If you look into The Beatles’ album sales, you find one unbeatable record after another. It all starts with cumulative sales. At 183 million units sold, no recording artist comes close to the Fab Four.
The band also dominated the Billboard charts unlike any other artist selling records in America. Over the years, the band posted 20 No. 1 hit singles on the Billboard Hot 100. Not even Elvis could match that total
That brings us to the band’s long-playing (LP) records on the Billboard 200. Once again, The Beatles hold the record for No. 1 albums (19), and no one is close. (Jay-Z has 13.) The figure becomes more amazing when you consider the group only stayed together for seven years.
In 1964, the Fab Four did something incredible when it sent three records to No. 1 on the charts in the same year. Only one other band (The Monkees) has ever managed this feat. But The Beatles did it several times.
The Beatles’ first 2 Capitol records and ‘Hard Day’s Night’ topped the charts in 1964.

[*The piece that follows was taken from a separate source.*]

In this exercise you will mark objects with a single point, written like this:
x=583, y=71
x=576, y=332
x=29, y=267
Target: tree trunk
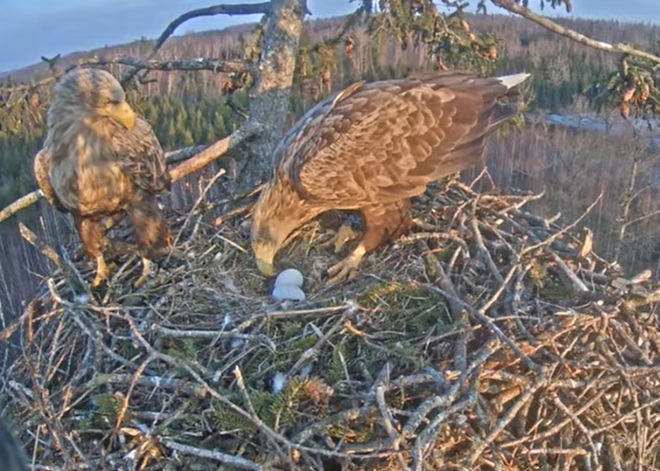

When The Beatles landed in America on February 7 1964, music fans across the country instantly responded. Meet the Beatles!, the group’s debut on Capitol, shot to No. 1 on the charts eight days later and stayed there for 11 weeks.
In fact, it was so popular that it kept Introducing … The Beatles (on Vee-Jay) from topping the charts. But the band was only getting warmed up. Its second Capitol release — imaginatively titled The Beatles’ Second Album — soared to No. 1 by the start of May.
By then, fans had tunes like “I Want to Hold Your Hand,” “You Can’t Do That,” and “I Saw Her Standing There” on record. Two months later, A Hard Day’s Night landed in theaters and the soundtrack landed in record stores.
By the end of July, it also reached No. 1, and stayed there for over three months. Looking back, The Beatles would have easily had four chart-toppers that year if they’d spaced out the releases.
Another 3 Beatles albums hit No. 1 in 1965 — and then again in ’66.
Does it seem possible that The Beatles saw another three albums reach No. 1 in 1965? That also happened. The first, Beatles ’65, featuring “I’ll Follow the Sun” and “I Feel Fine,” topped the charts in January and stayed there for a few months.
Next, Beatles VI (“Eight Days a Week”) took the Billboard 200’s top spot in July. That held down the fort until another film soundtrack (this time, for Help!) took over the No. 1 spot in September. If you’re keeping score at home, that made six — and space for a seventh — No. 1 hits in two years.
But the run wasn’t over. In 1966, the Fab Four somehow released another three records that all topped the charts. Rubber Soul (January), Yesterday and Today (July), and Revolver (September) all claimed the top spot at various points of the year.
In other words, the band nearly had 10 No. 1 albums in the space of three years. (They had to settle for nine.) No wonder The Beatles didn’t win many Grammy Awards; they likely overwhelmed the voters by 1965.